Jakarta, Bumntrack.co.id – Publikasi Laporan Keuangan Semester I/2020 PT Pertamiba (persero) menunjukan bahwa perusahaan mengalami kerugian sekitar Rp11 triliun. Kerugian sebesar itu merupakan rekor rugi tertinggi selama 10 tahun terakhir. Penurunan lifting minyak merupakan penyumbang terbesar terhadap penurunan penjualan ekspor Migas, yang menyebabkan Pertamina merugi.
“Namun, mestinya pendapatan penjualan BBM meningkat pesat. Pasalnya, Pertamina tidak menurunkan harga BBM pada saat harga minyak dunia lagi terpuruk selama tahun 2020,” kata Pengamat Ekonomi Energi dari Universitas Gadjah Mada, Fahmy Radhi di Jakarta, Kamis (27/8).
Dalam kondisi merugi itu, keputusan Pertamina untuk akuisisi ladang minyak di luar negeri merupakan keputusan blunder. Pasalnya hal tersebut akan memperbesar kerugian Pertamina pada semester II/2020. Alasannya, investasi tersebut tidak bisa dibiayai dari sumber internal laba ditahan, tapi dibiayai dari sumber eksteral utang. Otomatis akan semakin memperbesar biaya bunga sehingga memberatkan kerugian
“Selain tidak ada laba ditahan, setoran deviden dan pajak juga akan mengalami penurunan drastis.
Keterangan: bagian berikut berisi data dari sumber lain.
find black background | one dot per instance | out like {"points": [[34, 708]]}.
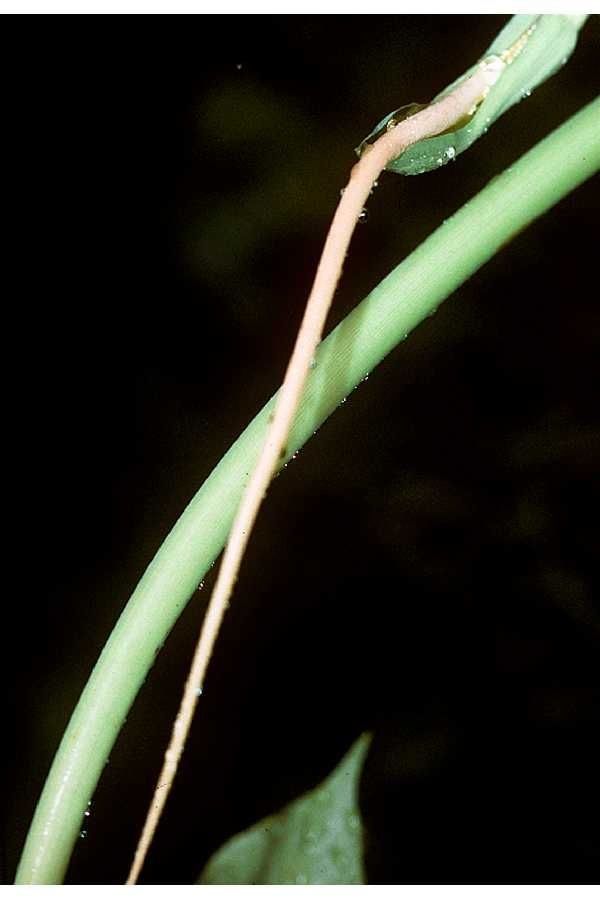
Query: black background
{"points": [[424, 568]]}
Demikian juga dengan partner dan kontraktor yang selama ini bekerja sama dengan Pertamina pasti akan terkena imbasnya. Ujung-ujungnya, PHK di Pertamina dan para partner tidak bisa dihindarkan. Sehingga memperbesar jumlah PHK di Indonesia,” jelasnya.
Dalam kondisi tersebut, Pertamina tidak bisa ikut berperan dalam memberikan kontribusi terhadap sumber dana APBN, pembukaan lapangan pekerjaan, dan pertumbuhan ekonomi, serta pencegahan ancaman resesi ekonomi Indonesia.